Melbourne Haircare Brand Uses Reverse Engineering to Develop a Benchmark Shampoo
A Melbourne-based haircare entrepreneur planned to launch a conditioning shampoo targeting the salon-quality haircare market. The client had identified a successful international shampoo brand with strong customer demand and wanted to develop a comparable product for the Australian market.
However, the exact formulation of the benchmark product was unknown, and the client did not have internal laboratory capabilities to develop a formulation through conventional trial-and-error research.
To accelerate the development process and reduce uncertainty, the client provided a reference shampoo purchased from the market and requested haircare formulation analysis and cosmetic reverse engineering.
The goal of the project was not simply to replicate the product but to understand the functional ingredient system behind the formulation, including the surfactant blend, conditioning agents, viscosity modifiers, and preservative system.
Through reverse engineering, the client aimed to quickly obtain a practical formulation structure that could be manufactured while maintaining flexibility in ingredient sourcing and cost control.
After the formulation was reconstructed, the client chose a semi-contract manufacturing model: the brand would source key raw materials and packaging directly, while a professional filling facility would handle production and bottling.
This approach allowed the startup to maintain control over product costs and supply chain decisions while still benefiting from experienced manufacturing infrastructure.
Labsure’s Approach
With the reconstructed shampoo formulation and production strategy in place, the Melbourne brand was able to move quickly from concept to production.
The semi-contract manufacturing model enabled the client to maintain flexibility in ingredient sourcing and packaging while relying on experienced manufacturers for production and filling.
By starting with cosmetic reverse engineering and formulation analysis, the client avoided months of laboratory trial-and-error work and gained a clear formulation structure that could be manufactured and optimised.

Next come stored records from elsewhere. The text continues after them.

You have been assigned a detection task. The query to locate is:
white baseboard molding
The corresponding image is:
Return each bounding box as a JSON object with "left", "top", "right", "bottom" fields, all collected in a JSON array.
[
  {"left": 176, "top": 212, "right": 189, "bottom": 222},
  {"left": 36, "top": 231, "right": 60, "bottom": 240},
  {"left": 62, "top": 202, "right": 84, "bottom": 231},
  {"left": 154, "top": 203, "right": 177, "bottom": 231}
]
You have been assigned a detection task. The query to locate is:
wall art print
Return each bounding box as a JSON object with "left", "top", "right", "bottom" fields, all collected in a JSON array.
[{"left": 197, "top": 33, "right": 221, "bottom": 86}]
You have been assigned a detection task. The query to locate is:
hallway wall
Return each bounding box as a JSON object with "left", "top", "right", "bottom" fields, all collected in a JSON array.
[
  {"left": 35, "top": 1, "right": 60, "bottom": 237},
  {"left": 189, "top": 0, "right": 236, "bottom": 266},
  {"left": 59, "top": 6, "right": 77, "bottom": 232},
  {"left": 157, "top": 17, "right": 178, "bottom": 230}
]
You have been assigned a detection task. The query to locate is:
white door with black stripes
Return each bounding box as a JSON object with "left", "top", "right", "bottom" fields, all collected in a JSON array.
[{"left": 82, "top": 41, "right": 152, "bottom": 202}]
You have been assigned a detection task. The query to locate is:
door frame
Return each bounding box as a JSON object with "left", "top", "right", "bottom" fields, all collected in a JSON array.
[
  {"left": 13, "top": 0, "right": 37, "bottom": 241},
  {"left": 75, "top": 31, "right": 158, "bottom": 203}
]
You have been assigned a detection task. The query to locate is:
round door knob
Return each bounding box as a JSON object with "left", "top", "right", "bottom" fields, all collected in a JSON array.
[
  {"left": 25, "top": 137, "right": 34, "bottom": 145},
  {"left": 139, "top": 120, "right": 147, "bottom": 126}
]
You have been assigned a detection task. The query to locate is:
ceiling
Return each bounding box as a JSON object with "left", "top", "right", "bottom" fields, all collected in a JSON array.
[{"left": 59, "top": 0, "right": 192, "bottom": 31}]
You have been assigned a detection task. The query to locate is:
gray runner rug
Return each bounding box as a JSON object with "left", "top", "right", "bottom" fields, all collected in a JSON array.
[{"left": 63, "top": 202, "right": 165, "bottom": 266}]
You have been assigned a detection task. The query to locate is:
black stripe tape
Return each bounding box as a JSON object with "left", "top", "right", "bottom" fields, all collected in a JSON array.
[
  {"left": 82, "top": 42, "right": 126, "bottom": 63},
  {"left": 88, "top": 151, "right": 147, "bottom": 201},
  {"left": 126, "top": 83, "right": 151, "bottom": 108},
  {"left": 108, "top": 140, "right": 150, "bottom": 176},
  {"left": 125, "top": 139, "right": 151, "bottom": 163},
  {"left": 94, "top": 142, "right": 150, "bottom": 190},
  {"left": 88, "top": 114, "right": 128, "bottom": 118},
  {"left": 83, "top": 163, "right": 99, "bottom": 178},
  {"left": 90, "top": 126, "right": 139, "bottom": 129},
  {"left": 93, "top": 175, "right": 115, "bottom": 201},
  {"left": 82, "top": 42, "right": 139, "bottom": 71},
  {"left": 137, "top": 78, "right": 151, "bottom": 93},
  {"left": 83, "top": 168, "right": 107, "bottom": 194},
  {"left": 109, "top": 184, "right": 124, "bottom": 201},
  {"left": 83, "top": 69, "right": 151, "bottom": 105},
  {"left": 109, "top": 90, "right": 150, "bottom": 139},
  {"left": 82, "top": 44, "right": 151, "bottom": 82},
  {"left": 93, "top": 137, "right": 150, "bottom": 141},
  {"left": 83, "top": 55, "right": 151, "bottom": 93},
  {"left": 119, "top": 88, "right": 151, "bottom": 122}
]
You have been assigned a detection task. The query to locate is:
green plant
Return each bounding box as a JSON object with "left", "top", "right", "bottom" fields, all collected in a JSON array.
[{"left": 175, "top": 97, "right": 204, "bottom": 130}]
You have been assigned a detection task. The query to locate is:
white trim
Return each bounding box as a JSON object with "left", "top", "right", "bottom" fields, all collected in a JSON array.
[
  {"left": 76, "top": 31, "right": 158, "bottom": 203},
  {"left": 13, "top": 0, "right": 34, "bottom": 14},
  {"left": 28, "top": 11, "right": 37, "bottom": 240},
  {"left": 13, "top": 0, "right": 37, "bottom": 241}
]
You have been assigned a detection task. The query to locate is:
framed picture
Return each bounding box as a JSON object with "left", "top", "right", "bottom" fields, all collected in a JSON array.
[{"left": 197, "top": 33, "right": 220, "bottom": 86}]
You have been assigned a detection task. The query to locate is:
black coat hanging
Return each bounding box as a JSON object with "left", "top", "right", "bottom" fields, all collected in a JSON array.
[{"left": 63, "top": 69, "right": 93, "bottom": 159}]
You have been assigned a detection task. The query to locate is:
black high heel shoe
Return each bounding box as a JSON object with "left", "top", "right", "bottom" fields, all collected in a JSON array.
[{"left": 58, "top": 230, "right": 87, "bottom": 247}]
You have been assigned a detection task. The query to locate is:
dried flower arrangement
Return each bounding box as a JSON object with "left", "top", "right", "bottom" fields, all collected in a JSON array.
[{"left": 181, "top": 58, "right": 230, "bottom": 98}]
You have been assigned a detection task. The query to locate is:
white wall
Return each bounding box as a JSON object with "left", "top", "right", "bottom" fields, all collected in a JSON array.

The resulting product allowed the brand to enter the competitive haircare market with a professionally structured formulation while maintaining control over cost and supply chain decisions.
The reference shampoo was analysed using advanced laboratory techniques to identify the key formulation components, including primary surfactants, secondary surfactants, conditioning polymers, and viscosity modifiers.
Analytical methods such as GC-MS and LC-MS were used to detect fragrance carriers, preservatives, and functional additives within the formulation.
Rather than only identifying ingredients individually, Labsure focused on reconstructing the functional architecture of the shampoo formulation, including:
cleansing surfactant system
conditioning agents for hair softness
viscosity and texture modifiers
preservative and stabilisation system
Understanding how these components interacted allowed the development of a stable and manufacturable reference formulation.
Based on the analytical data, Labsure developed a reconstructed formulation that reflected the functional performance of the benchmark product while ensuring that ingredients could be sourced through reliable suppliers.
The formulation was adjusted where necessary to maintain stability, manufacturability, and regulatory compliance for cosmetic products in Australia.
Because the client wanted to maintain control over supply costs, we recommended a semi-contract manufacturing pathway.
Under this model:
the brand sourced raw materials and packaging independently
a professional manufacturing partner performed mixing, filling, and bottling
This strategy allowed the brand to balance cost control, product quality, and production efficiency while preparing for future scale-up.